Los astrólogos recorrieron los pocos kilómetros que les separaban de Belén para conocer al niño. Estudiaron sus mapas astrales, consultaron sus libros, realizaron arduos cálculos y finalmente, tras preguntar en casi todos los hogares de Belén, dieron con la familia que andaban buscando.

– ¡Así que este es el niño que reinará sobre los judíos! -dijeron-. ¿O es este otro?

María levantó con orgullo a su hijo frágil. El otro dormía plácidamente en un rincón. Los astrólogos rindieron homenaje al pequeño que la madre tenía en los brazos, abrieron los cofres y ofrecieron sus presentes: oro, incienso y mirra.

– ¿Y decís que habéis visitado a Heredes? -preguntó José.

– Ah, sí. Quiere que volvamos y le informemos de vuestro paradero para que pueda garantizar la seguridad del niño.

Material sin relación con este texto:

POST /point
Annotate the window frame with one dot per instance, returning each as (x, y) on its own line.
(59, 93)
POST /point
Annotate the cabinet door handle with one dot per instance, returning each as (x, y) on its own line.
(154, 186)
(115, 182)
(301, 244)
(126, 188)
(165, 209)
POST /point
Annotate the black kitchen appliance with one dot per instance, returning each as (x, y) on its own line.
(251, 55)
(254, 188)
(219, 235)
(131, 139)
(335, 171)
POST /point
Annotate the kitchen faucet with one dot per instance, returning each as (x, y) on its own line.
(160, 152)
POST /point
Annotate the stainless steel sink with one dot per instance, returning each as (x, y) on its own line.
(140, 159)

– Yo en vuestro lugar me iría directamente a casa -dijo José-. El rey es un hombre impredecible. A lo mejor se le mete en la cabeza castigaros. Nosotros le llevaremos al niño a su debido tiempo, no os preocupéis.

Los astrólogos lo consideraron un buen consejo y partieron. José, entretanto, recogió deprisa y corriendo todas sus pertenencias y esa misma noche partió con María y los niños hacia Egipto, pues conocía el carácter voluble del rey Heredes y temía lo que pudiera hacer.

La muerte de Zacarías

E hizo bien. Cuando Herodes comprendió que los astrólogos no iban a regresar, montó en cólera y ordenó matar de inmediato a todos los niños menores de dos años en Belén y alrededores.

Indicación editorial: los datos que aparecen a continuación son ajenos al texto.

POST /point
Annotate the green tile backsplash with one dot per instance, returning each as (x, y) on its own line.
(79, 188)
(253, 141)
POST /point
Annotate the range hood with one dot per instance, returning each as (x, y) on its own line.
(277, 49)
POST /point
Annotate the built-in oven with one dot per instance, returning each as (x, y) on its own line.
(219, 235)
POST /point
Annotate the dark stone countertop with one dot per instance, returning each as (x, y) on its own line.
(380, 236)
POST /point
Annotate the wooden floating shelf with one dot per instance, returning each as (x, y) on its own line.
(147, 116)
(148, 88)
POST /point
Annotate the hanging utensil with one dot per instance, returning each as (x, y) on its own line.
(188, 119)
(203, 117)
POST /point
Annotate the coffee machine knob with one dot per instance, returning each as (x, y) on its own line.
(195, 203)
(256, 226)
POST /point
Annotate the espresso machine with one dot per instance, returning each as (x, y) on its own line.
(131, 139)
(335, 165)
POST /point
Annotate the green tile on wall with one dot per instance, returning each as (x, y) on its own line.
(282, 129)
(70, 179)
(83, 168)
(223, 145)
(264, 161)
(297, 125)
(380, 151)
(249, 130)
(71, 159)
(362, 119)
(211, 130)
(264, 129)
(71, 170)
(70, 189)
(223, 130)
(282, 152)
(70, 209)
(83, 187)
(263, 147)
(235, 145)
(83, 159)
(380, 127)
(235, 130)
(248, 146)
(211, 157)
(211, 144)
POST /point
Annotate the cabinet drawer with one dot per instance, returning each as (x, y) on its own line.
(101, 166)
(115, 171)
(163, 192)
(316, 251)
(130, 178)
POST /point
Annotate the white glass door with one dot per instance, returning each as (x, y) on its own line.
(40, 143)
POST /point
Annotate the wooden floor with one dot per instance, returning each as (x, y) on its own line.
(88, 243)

Entre los niños menores de dos años estaba Juan, el hijo de Zacarías e Isabel. En cuanto se enteraron del plan de Herodes, Isabel se lo llevó a las montañas, buscando un lugar donde esconderse. Pero la mujer estaba mayor, no podía caminar mucho y, presa de la desesperación, gritó:

– ¡Oh, montaña de Dios, protege a esta madre y a su hijo!

En ese momento la montaña se abrió y le ofreció una cueva donde refugiarse.

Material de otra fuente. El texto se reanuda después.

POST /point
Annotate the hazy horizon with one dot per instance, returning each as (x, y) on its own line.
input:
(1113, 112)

Isabel y el niño estaban finalmente a salvo, pero no así Zacarías. Herodes sabía que había sido padre poco tiempo atrás y lo mandó llamar.

– ¿Dónde está tu hijo? ¿Dónde lo has escondido?

– ¡Soy un sacerdote atareado, Majestad! ¡Dedico todo mi tiempo a los asuntos del templo! El cuidado de los hijos es tarea de mujeres. Ignoro dónde puede estar mi hijo.

– Te lo advierto… ¡di la verdad! Puedo derramar tu sangre si lo deseo.

– Si derramas mi sangre, me convertiré en un mártir del Señor -repuso Zacarías, y sus palabras se cumplieron, porque fue asesinado en el acto.

La infancia de Jesús

Entretanto, José y María estaban decidiendo qué nombre poner a sus hijos. El primogénito llevaría el nombre de Jesús, pero ¿y el otro, que era secretamente el favorito de María? Al final le pusieron un nombre corriente, pero María, recordando lo que habían dicho los pastores, le llamaba Cristo, que significaba Mesías en griego. Jesús era un bebé robusto y jovial, mientras que Cristo enfermaba con frecuencia. María, preocupada por él, lo cubría con las mejores mantas y le dejaba chupar miel de la yema de su dedo para que dejara de llorar.